Now intuitively, one can say that the first image has little to no information. . . it’s just yellow. Whereas, the second image has a lot going on; multiple colors, all dispersed in a random manner (a lot of information?). Let’s take another example.
1. 0 0 0 0 0 0 0 0 0 0 0 0 0 0 0 0 0 0 0 0 0 0 0 0 //rep(0)
2. 0 0 0 1 0 0 1 0 1 0 0 0 0 0 0 1 1 0 0 0 0 0 0 1 //one 1 in every 4 bits
3. 0 1 1 1 1 0 0 0 1 1 0 0 1 0 0 0 1 1 1 1 1 0 1 1 //wtf
We have 3 channels transmitting binaries. To fit in an analogy, we can say that the first image corresponds to the flat first channel and the second image corresponds to the noisy third channel. So can we say that “information” is linked to randomness? The greater the unpredictability, the greater the information?

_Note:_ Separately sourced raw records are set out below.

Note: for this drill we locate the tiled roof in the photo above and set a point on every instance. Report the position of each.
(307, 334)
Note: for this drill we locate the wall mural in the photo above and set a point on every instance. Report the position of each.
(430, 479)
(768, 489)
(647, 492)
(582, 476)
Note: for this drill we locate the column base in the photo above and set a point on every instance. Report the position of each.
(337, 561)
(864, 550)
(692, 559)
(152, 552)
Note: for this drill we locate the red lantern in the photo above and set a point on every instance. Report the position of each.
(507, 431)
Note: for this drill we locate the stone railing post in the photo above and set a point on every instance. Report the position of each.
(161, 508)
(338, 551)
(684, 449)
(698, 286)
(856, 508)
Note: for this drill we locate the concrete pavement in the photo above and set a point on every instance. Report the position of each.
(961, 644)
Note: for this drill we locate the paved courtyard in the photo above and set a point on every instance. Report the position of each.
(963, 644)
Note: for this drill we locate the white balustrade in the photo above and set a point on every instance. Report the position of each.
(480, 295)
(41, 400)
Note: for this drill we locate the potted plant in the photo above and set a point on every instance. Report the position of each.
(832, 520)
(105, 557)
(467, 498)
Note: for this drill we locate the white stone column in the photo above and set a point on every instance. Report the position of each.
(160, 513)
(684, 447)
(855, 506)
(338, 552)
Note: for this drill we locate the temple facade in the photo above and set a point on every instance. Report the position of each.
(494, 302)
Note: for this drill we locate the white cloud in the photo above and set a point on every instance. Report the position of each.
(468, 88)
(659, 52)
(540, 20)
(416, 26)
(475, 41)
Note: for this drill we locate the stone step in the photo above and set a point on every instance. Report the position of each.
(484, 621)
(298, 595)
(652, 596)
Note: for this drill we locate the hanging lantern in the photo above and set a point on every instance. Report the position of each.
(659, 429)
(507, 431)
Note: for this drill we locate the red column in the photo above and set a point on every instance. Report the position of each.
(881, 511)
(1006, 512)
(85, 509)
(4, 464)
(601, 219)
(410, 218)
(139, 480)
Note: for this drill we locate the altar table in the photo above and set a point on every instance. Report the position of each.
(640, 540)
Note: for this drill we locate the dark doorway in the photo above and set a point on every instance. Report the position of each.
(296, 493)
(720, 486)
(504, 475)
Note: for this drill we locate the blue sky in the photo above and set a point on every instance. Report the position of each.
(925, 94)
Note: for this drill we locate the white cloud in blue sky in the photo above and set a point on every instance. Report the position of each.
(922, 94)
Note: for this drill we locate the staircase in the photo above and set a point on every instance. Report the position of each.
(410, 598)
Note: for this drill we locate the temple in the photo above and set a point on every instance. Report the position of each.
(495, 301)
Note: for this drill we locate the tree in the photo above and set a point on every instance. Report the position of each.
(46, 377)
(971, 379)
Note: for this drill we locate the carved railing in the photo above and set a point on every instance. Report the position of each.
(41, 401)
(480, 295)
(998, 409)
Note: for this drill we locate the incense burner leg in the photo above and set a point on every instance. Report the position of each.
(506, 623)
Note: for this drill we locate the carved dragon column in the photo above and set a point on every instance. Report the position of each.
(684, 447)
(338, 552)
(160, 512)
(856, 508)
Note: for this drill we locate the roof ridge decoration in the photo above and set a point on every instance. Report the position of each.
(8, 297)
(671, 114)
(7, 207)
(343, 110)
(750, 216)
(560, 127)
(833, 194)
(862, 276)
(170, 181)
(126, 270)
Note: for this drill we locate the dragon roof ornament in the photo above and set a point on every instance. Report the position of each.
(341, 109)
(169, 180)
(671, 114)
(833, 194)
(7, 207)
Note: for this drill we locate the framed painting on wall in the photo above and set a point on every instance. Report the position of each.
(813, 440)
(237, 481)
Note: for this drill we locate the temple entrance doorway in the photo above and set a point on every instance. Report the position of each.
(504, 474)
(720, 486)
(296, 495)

The second channel is striking a balance (moderate information). It’s neither completely predictable nor completely unpredictable. It may correspond to this image:

Now some of you might claim that the image above is the most informative of all. I agree. This is because we humans will find meaning in things which are moderately informative (I am using the mathematical meaning of information). In short, nature loves balance.
It is understood that information is related to randomness or a more scientific term will be: Entropy
entropy?
The entropy @H(X)@, measured in bits, of a random variable @X@ with probability mass function @p(x)@ is given by
$$H(X) = -\sum_{x} p(x)\log_{2}{p(x)}$$
The entropy of the result of a coin toss is 1 bit, whereas that of a die is approximately 2.58 bits. Entropy measures, in a sense, how “chaotic” a particular event is. Reverting back to our images, we know for sure that every pixel in the first image is yellow or in mathematical notation: @p(x) = 1@ for all @x@ which gives us @H(X) = 0@. Simply put, a highly predictable event will have low entropy, an unpredictable one will have high entropy.

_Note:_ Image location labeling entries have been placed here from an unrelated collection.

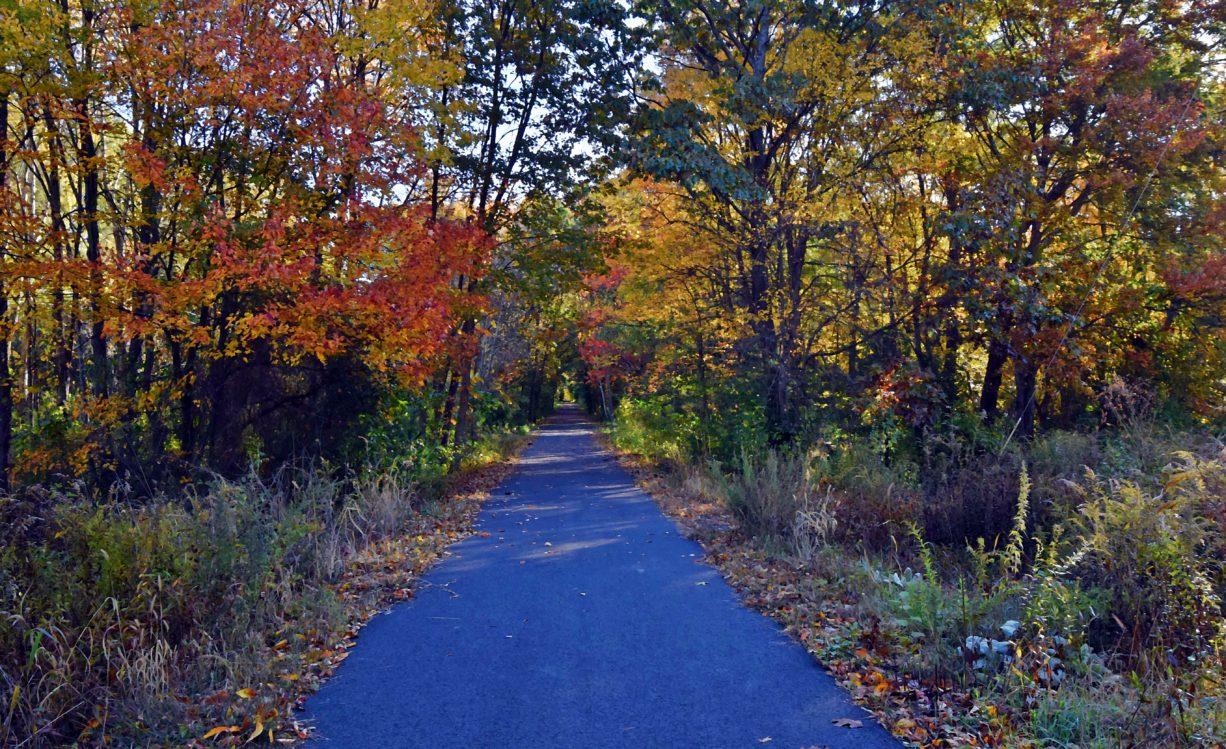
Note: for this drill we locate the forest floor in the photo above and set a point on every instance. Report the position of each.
(578, 614)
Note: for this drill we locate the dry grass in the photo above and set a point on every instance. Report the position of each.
(153, 624)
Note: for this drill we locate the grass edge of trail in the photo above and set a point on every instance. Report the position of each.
(828, 619)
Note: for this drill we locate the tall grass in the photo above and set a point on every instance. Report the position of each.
(148, 623)
(1077, 581)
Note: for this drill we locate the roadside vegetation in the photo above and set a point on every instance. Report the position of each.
(929, 297)
(1062, 593)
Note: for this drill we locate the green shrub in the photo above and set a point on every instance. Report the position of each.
(1159, 555)
(654, 429)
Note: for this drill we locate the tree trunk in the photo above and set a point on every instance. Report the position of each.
(989, 397)
(93, 249)
(5, 373)
(1025, 375)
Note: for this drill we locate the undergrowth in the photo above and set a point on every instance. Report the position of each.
(207, 614)
(1067, 593)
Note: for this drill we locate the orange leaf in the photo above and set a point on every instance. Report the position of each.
(221, 729)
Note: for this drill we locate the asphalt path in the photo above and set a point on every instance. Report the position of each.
(582, 619)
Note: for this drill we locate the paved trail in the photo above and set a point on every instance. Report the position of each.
(582, 620)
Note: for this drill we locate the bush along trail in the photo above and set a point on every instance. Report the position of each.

Though it’s majorly focused on data transmission and communication channels, the concepts of information theory find their applications in almost all fields. Consider this example:
Suppose that we have a horse race with eight horses taking part. Assume that the probabilities of winning for the eight horses are @( \frac{1}{2} , \frac{1}{4} , \frac{1}{8}, \frac{1}{16}, \frac{1}{64}, \frac{1}{64}, \frac{1}{64} , \frac{1}{64})@ and you are tasked to transmit the information about the winning horse using binary code. How will you do it?

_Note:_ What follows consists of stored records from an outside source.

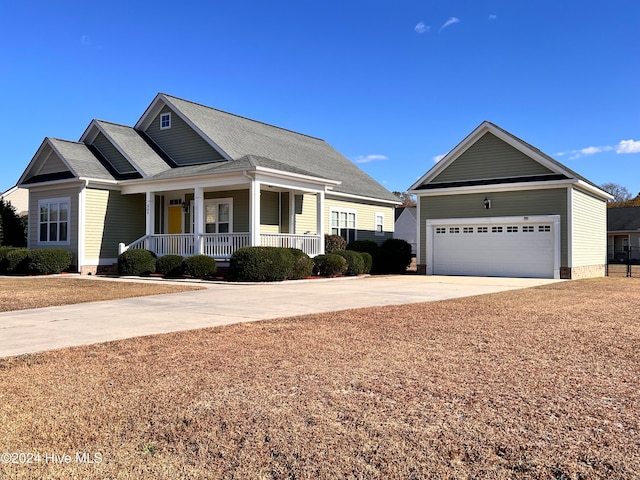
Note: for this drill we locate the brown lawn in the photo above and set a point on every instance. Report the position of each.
(537, 383)
(20, 293)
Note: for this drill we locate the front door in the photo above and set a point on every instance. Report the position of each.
(175, 220)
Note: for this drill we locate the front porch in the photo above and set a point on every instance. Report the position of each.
(221, 245)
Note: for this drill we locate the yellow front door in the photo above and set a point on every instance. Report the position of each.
(175, 220)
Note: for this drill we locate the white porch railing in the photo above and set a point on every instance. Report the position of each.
(309, 244)
(220, 245)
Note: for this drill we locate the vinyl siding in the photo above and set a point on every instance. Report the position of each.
(35, 195)
(365, 218)
(181, 142)
(588, 230)
(490, 157)
(503, 204)
(112, 155)
(111, 218)
(52, 164)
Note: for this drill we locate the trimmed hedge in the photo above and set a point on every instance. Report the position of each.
(199, 266)
(355, 263)
(333, 243)
(395, 255)
(136, 262)
(261, 264)
(47, 261)
(170, 265)
(329, 265)
(302, 266)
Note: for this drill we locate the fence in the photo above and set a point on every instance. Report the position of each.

The naive way to do this will be to use 3 bits to transmit the message. However consider these strings:
$$ 0, 10, 110, 1110, 111100, 111101, 111110, 111111 $$
The average length of strings in this case is just 2 bits which is also equal to the entropy of this event. Coincidence? No. It can be proven that the value of entropy is the lower bound for the average length of strings required. This also explains the fact that the Morse Code for the most frequent letter i.e. ’e’ is the shortest.
Information Theory goes much deeper than this.
Hope you found this post informative (even a bit would do).